A rhetoric I see occasionally regarding games with a user-generated content focus in an established franchise, is that the devs have somehow run out of ideas or gotten lazy. Jokes about Mario Maker meaning Nintendo doesn't know what to do with 2D Mario next, Sonic Forces' OC maker meaning SEGA have given up trying to make good use of the franchise's bloated cast. "Let's just get the player to do it". I assume these ideas are completely baseless, but do you have any useful insider thoughts on it?
I’ve been thinking a lot about user generated content in the past year, and there’s really nothing nefarious or lazy about it. If anything, it’s more of a new set of challenges for a different kind of team than what you may have expected in the past.
Here’s the thing - AAA professionals like me usually build most of the game’s content for a large target audience. In order for us to make the most efficient use of our development resources, content designers have to build content that is aimed at the broadest spectrum of players. This generally means that we don’t have the sort of bandwidth to experiment with more creative themes or level ideas. We can’t include a kaizo-style stage in the critical path. We can’t include more than one or two kaizo stages at all, because we have to spend the majority of our time building for the major audience. But do you know who isn’t beholden to those kinds of business and production constraints? Do you know who doesn’t have to make content for everybody and can instead focus on the small niche that really enjoys that sort of stuff?
The answer to these questions is players like you. Players aren’t beholden to revenue targets, production schedules, or bug triage. Players have a lot more freedom to experiment with things than we do with the final product.
This brings me to the first core pillar of a “maker” project - the challenges for a “maker” project are different, so we need to field a different kind of team. Instead of staffing up with a lot of content and level designers to build a lot of levels, a "maker” project needs a lot more system designers, UI/UX designers, and engineers who can build the systems for the players to create the levels and content. This is a really big challenge in and of itself! Most level design tools are super duper complicated because they have to be - the designers who use those level design tools need a lot of fine tuned control in order to create extremely nuanced environments, placement of objects and AI, and so on. But players don’t have that kind of training or time to learn, and the kind of tools we have to use usually require weeks of training before people are proficient with them. This means that our main goals here are to condense all of these details into a user experience that does most of what the players will want and keep it easy and simple to pick up. User experience and user interface work is the most important thing for any user generated content element, because it’s the main factor in the percentage of players who will engage with the creation elements.
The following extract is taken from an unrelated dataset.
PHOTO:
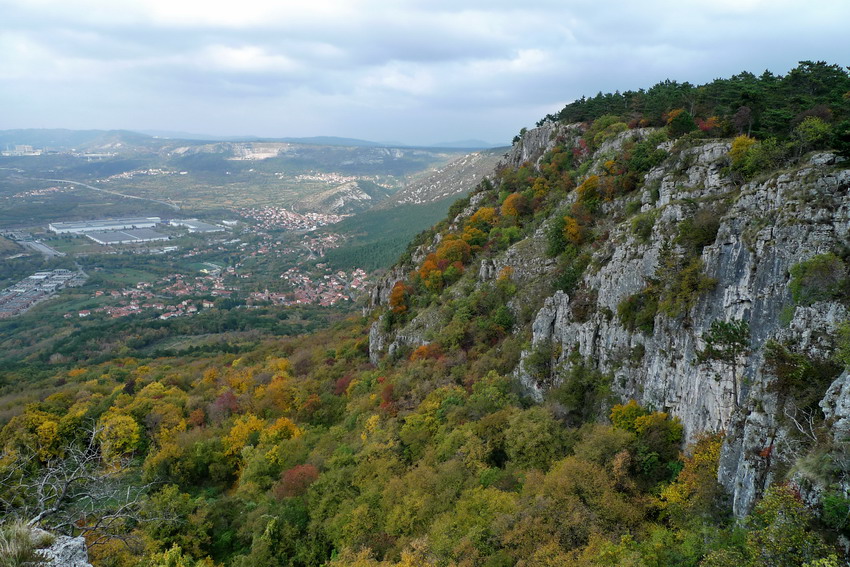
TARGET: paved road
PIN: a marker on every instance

The second enormous challenge for “maker” projects is distribution. Making content isn’t very fun if nobody can find or play your work. Only a small percentage of the total player base will ever seriously engage with the creation tools; most will only ever play the game… and that’s only if they can find new things to play with. That means that the second pillar of any “maker” project is some kind of online back end system for players to upload their creations, for us to vet them for things like playability and presence of penis, and then put them up for distribution among other players who might want to play them. Players need a way to find levels or content to play. Maybe that’s through a robust search feature, keyword tagging for levels (e.g. “kaizo”, “automatic”, “traditional”, “water”, “weird”, “boot”, etc.), favorite creators (with a subscription or RSS style list for their latest uploads), player ratings for creators and content, featured content, and so on. These are not trivial issues by any means - they’re quite substantial technical challenges! We need a substantial back end to store and distribute the game data and we need a significant investment in the UI/UX of the system so that players can find the content they want out of all of the stuff that’s available. It’s an entirely different set of design and technical challenges from building an ordinary platformer.
The primary goal of the “maker” project is to create a self-contained ecosystem of players and creators that can build interesting types of content that is a little too weird or different for us to include in a mainline release. We usually also get to add additional content to the pool over time for post-launch support (as well as our own professionally-designed levels to showcase ways to use that new content). Overall the paradigm lets us get a better return on development resources in terms of player engagement by empowering the players to make the sort of content that we can’t realistically spend our resources on. It really isn’t that we ran out of ideas, it’s that we wanted to try tackling a different set of challenges and have a different team makeup to do it.